Une analyse approfondie du langage utilisé dans ces articles a révélé un fort biais occidental. La mention fréquente de Google, Microsoft et ChatGPT a souligné la domination des géants technologiques occidentaux dans le paysage mondial de l’IA. De manière troublante, les pronoms masculins comme « il » et « son » sont apparus avec une fréquence élevée, tandis que les pronoms féminins étaient absents des mots les plus courants, ce qui indique un potentiel biais de genre dans le récit. De plus, la rareté de termes tels que « Afrique », « africain » ou « pays africains » suggérait que la couverture abordait rarement les besoins et les défis spécifiques du continent, négligeant ainsi l’écosystème d’IA en plein essor de l’Afrique.

Trois thèmes principaux ont émergé de la couverture : le potentiel transformateur de l’IA dans des secteurs comme l’agriculture, l’administration, la santé et la croissance économique ; les préoccupations concernant les effets négatifs potentiels de l’IA, ses aspects inconnus et sa nature perturbatrice ; et une plus petite proportion d’articles qui offraient une perspective plus équilibrée, visant à démystifier les outils d’IA et à expliquer les développements.

Les implications de ces découvertes pour l’Afrique sont significatives. Le cadrage technique et économique dominant, souvent dicté par des voix occidentales, risque d’orienter les décisions politiques vers une adoption non critique sans consultation locale adéquate ni surveillance éthique. Cela pourrait conduire à des politiques qui ne font que refléter le battage médiatique mondial plutôt que de répondre aux besoins spécifiques des communautés. La surestimation de l’IA en tant qu’« outils » et « solutions » risque d’occulter ses effets plus larges sur l’emploi, l’inégalité sociale et les valeurs culturelles. De plus, l’utilisation limitée de la terminologie afrocentrique dans les rapports contribue à une exclusion symbolique, marginalisant les besoins et opportunités uniques de l’Afrique au sein du discours mondial sur l’IA.

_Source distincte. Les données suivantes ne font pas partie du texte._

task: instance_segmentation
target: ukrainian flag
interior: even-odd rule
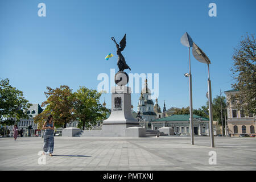
[[[113,55],[113,54],[112,54],[111,53],[109,53],[109,55],[108,55],[108,56],[106,56],[106,57],[105,58],[105,60],[108,60],[109,58],[114,56]]]

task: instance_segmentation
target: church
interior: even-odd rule
[[[163,113],[158,105],[158,99],[155,100],[154,105],[151,95],[151,90],[147,86],[147,80],[146,79],[144,87],[142,90],[138,104],[138,115],[145,121],[154,121],[163,117]],[[164,104],[163,111],[166,110]]]

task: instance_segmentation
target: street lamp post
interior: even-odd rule
[[[224,121],[225,121],[225,134],[226,134],[226,136],[228,136],[229,134],[228,133],[228,125],[226,123],[226,108],[225,108],[224,109]]]
[[[190,48],[193,46],[193,40],[186,32],[180,39],[181,44],[188,47],[188,64],[189,72],[188,73],[189,86],[189,113],[190,113],[190,133],[191,144],[194,144],[194,125],[193,123],[193,102],[192,102],[192,75],[190,61]],[[186,75],[186,74],[185,74]],[[185,75],[186,76],[186,75]]]
[[[212,86],[210,80],[210,68],[209,64],[210,64],[210,61],[208,57],[204,53],[204,52],[201,50],[201,49],[196,46],[196,44],[193,43],[193,55],[195,58],[199,61],[207,64],[208,71],[208,101],[209,101],[209,129],[210,129],[210,146],[212,147],[214,147],[214,141],[213,136],[213,117],[212,117]]]
[[[220,90],[220,97],[221,97],[221,127],[222,127],[222,129],[221,129],[221,133],[222,133],[222,136],[224,136],[224,126],[223,126],[223,118],[222,118],[222,98],[221,97],[221,94],[222,94],[222,92],[221,92],[221,90]]]

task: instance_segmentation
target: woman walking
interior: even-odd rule
[[[14,127],[13,128],[13,131],[14,133],[14,140],[16,141],[16,139],[17,139],[18,136],[18,132],[19,131],[19,129],[18,128],[16,125],[14,125]]]
[[[52,115],[49,115],[42,127],[43,130],[45,130],[43,136],[44,151],[51,156],[52,156],[54,147],[54,123],[52,119]]]

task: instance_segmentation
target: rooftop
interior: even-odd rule
[[[193,117],[201,121],[209,121],[208,118],[204,118],[196,114],[193,114]],[[189,121],[190,115],[189,114],[173,114],[167,117],[156,119],[154,121]]]

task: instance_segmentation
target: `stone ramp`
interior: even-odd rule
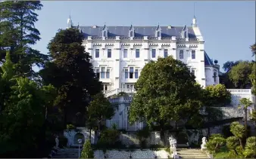
[[[196,148],[177,148],[181,158],[209,158],[205,152]]]

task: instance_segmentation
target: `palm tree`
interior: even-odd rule
[[[256,54],[256,43],[251,45],[250,48],[251,50],[252,57],[253,57]]]
[[[243,106],[242,109],[245,112],[245,137],[247,137],[247,109],[252,105],[252,102],[249,99],[242,98],[240,99],[240,104]],[[239,106],[239,108],[242,108],[242,106]]]

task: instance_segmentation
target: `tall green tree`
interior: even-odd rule
[[[39,72],[45,84],[52,84],[58,90],[55,105],[63,112],[64,127],[74,118],[84,126],[91,96],[101,90],[91,57],[82,45],[83,38],[78,29],[60,29],[48,45],[52,60]]]
[[[94,126],[97,126],[98,130],[100,130],[101,122],[103,120],[111,119],[114,115],[114,107],[102,93],[93,96],[92,100],[88,107],[88,123],[89,124],[90,130]]]
[[[20,75],[31,76],[33,66],[41,66],[47,56],[32,48],[40,39],[35,27],[37,11],[42,5],[39,1],[5,1],[0,3],[0,63],[5,61],[6,51]]]
[[[41,157],[45,105],[50,105],[45,93],[53,87],[42,87],[27,78],[17,77],[13,68],[8,53],[0,73],[0,85],[5,88],[0,90],[0,104],[4,104],[0,113],[0,156]]]
[[[245,89],[251,87],[250,75],[253,63],[242,61],[233,66],[229,72],[229,77],[237,88]]]
[[[245,113],[245,137],[247,137],[247,109],[249,106],[251,106],[252,102],[249,99],[242,98],[240,99],[239,106],[240,109],[242,109]]]
[[[195,78],[186,64],[171,56],[146,64],[135,84],[130,122],[145,121],[149,126],[155,123],[162,134],[170,121],[189,119],[200,123],[201,88]]]
[[[245,136],[245,126],[240,124],[239,122],[233,122],[230,124],[230,131],[231,133],[239,139],[241,148],[244,148],[244,144],[242,140]]]

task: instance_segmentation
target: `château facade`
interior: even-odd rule
[[[67,27],[72,27],[70,18]],[[186,63],[203,87],[219,84],[220,66],[207,54],[195,17],[191,26],[76,27],[84,35],[83,45],[107,96],[134,93],[144,66],[167,56]]]

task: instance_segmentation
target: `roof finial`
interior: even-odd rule
[[[197,26],[196,19],[195,19],[195,2],[194,2],[194,17],[193,17],[193,20],[192,20],[192,26],[194,26],[194,27]]]

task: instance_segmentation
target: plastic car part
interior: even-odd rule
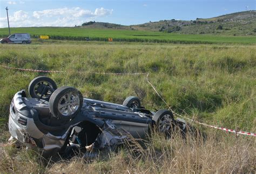
[[[155,121],[157,129],[160,133],[169,133],[173,127],[173,114],[167,109],[160,109],[153,116],[152,120]]]
[[[49,100],[50,112],[52,116],[62,120],[70,120],[80,111],[83,98],[75,88],[63,86],[56,89]]]
[[[39,76],[31,80],[29,85],[29,93],[32,98],[48,101],[57,88],[54,81],[47,76]]]
[[[123,105],[131,108],[140,108],[140,100],[136,96],[130,96],[124,101]]]

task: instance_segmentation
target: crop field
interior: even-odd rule
[[[20,28],[12,32],[23,30],[31,34],[59,32],[60,35],[74,37],[93,37],[99,32],[94,30],[94,32],[92,30],[86,34],[87,29],[79,28],[72,29],[76,32],[69,30],[70,28],[59,28],[58,31],[51,28]],[[120,31],[116,33],[105,31],[109,32],[101,31],[102,35],[97,33],[97,36],[112,37],[114,39],[145,34],[139,31]],[[147,32],[149,35],[156,34],[153,33]],[[203,36],[183,37],[178,34],[157,34],[161,39],[170,40],[222,42],[222,37],[207,36],[206,39]],[[156,36],[148,37],[158,39],[155,39]],[[224,37],[223,40],[224,43],[254,44],[253,38]],[[197,131],[188,134],[186,140],[179,134],[166,140],[163,135],[153,134],[144,143],[134,143],[132,148],[126,144],[113,152],[102,152],[92,161],[83,159],[82,154],[71,159],[59,157],[44,159],[37,151],[7,145],[10,135],[6,123],[11,99],[17,91],[27,89],[33,78],[41,75],[52,78],[58,87],[76,87],[84,97],[122,104],[127,96],[134,95],[149,109],[166,108],[147,83],[144,75],[92,73],[149,73],[150,82],[177,113],[211,125],[256,131],[255,46],[104,43],[0,45],[2,65],[65,72],[45,74],[0,67],[0,173],[250,173],[255,171],[255,137],[235,136],[193,123],[190,124]],[[206,137],[202,135],[204,134]]]
[[[11,28],[11,32],[28,32],[33,38],[50,36],[52,39],[150,42],[180,44],[230,44],[255,45],[255,36],[220,36],[207,34],[180,34],[160,32],[83,27],[21,27]],[[8,35],[8,28],[0,29],[0,37]]]

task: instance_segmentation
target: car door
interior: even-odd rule
[[[15,39],[15,34],[10,36],[8,38],[12,43],[15,43],[16,39]]]
[[[22,34],[15,34],[15,43],[17,44],[21,44],[22,43],[22,41],[24,40],[22,38]]]

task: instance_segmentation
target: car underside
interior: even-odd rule
[[[36,147],[45,156],[65,151],[67,145],[85,149],[112,149],[131,137],[144,138],[156,129],[170,135],[177,128],[185,133],[186,122],[172,113],[152,112],[139,99],[128,97],[123,105],[83,98],[71,87],[57,88],[45,76],[33,79],[14,96],[10,108],[9,131],[26,146]]]

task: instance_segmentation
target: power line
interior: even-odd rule
[[[11,32],[10,31],[10,24],[9,24],[9,17],[8,17],[8,7],[6,6],[5,8],[5,10],[6,10],[6,13],[7,13],[7,21],[8,22],[8,29],[9,29],[9,35],[11,35]]]

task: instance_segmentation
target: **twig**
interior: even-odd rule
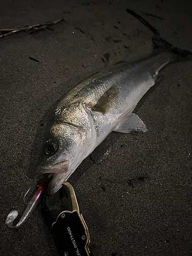
[[[33,26],[28,26],[20,29],[0,29],[0,32],[2,32],[2,33],[3,32],[3,34],[0,35],[0,37],[4,37],[4,36],[10,35],[10,34],[13,34],[14,33],[22,31],[28,32],[29,33],[38,31],[39,30],[41,30],[42,29],[45,29],[48,26],[53,25],[62,20],[64,20],[64,19],[62,18],[61,19],[58,19],[58,20],[55,20],[54,22],[49,22],[45,23],[44,24],[37,24]]]

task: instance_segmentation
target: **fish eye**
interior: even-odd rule
[[[52,141],[48,141],[44,144],[43,151],[46,155],[52,155],[56,153],[58,148],[57,143]]]

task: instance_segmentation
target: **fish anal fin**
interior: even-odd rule
[[[132,132],[143,132],[147,131],[145,124],[136,114],[124,117],[120,122],[114,130],[119,133],[130,133]]]
[[[119,89],[117,86],[112,86],[99,99],[92,110],[105,114],[117,102],[119,94]]]

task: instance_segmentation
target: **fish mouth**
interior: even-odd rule
[[[37,178],[46,174],[63,174],[67,173],[69,169],[69,160],[65,160],[58,163],[53,163],[49,165],[40,166],[37,167],[35,175]]]
[[[46,178],[50,180],[46,194],[52,196],[62,186],[66,177],[69,176],[70,161],[65,160],[59,162],[53,163],[45,166],[39,166],[36,169],[35,176],[38,179]]]

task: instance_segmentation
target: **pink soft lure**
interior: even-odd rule
[[[37,191],[28,203],[26,209],[16,225],[13,226],[13,222],[18,215],[17,210],[12,210],[9,212],[5,220],[5,224],[9,227],[18,228],[25,223],[36,209],[40,202],[42,194],[47,189],[48,185],[48,183],[46,180],[44,179],[41,180]]]

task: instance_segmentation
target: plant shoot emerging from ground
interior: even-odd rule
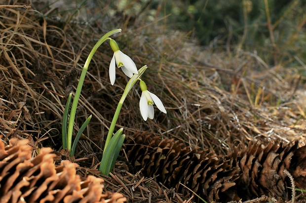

Pour cultiver un journalisme de l’IA plus responsable et pertinent au niveau local en Afrique, il est impératif de donner aux journalistes et chercheurs africains les moyens de rendre compte et d’analyser cette technologie avec plus de profondeur et de nuance. Cela nécessite d’élargir l’éventail des voix pour inclure les chercheurs locaux, les décideurs politiques et les communautés qui subissent directement les effets de l’IA. En fin de compte, les médias africains doivent s’efforcer d’offrir un récit équilibré qui va au-delà du potentiel économique de l’IA, en accordant une attention soutenue à ses profondes implications sociales, culturelles et éthiques, résistant ainsi au battage médiatique unidimensionnel et favorisant une conversation plus inclusive et socialement responsable autour de l’intelligence artificielle.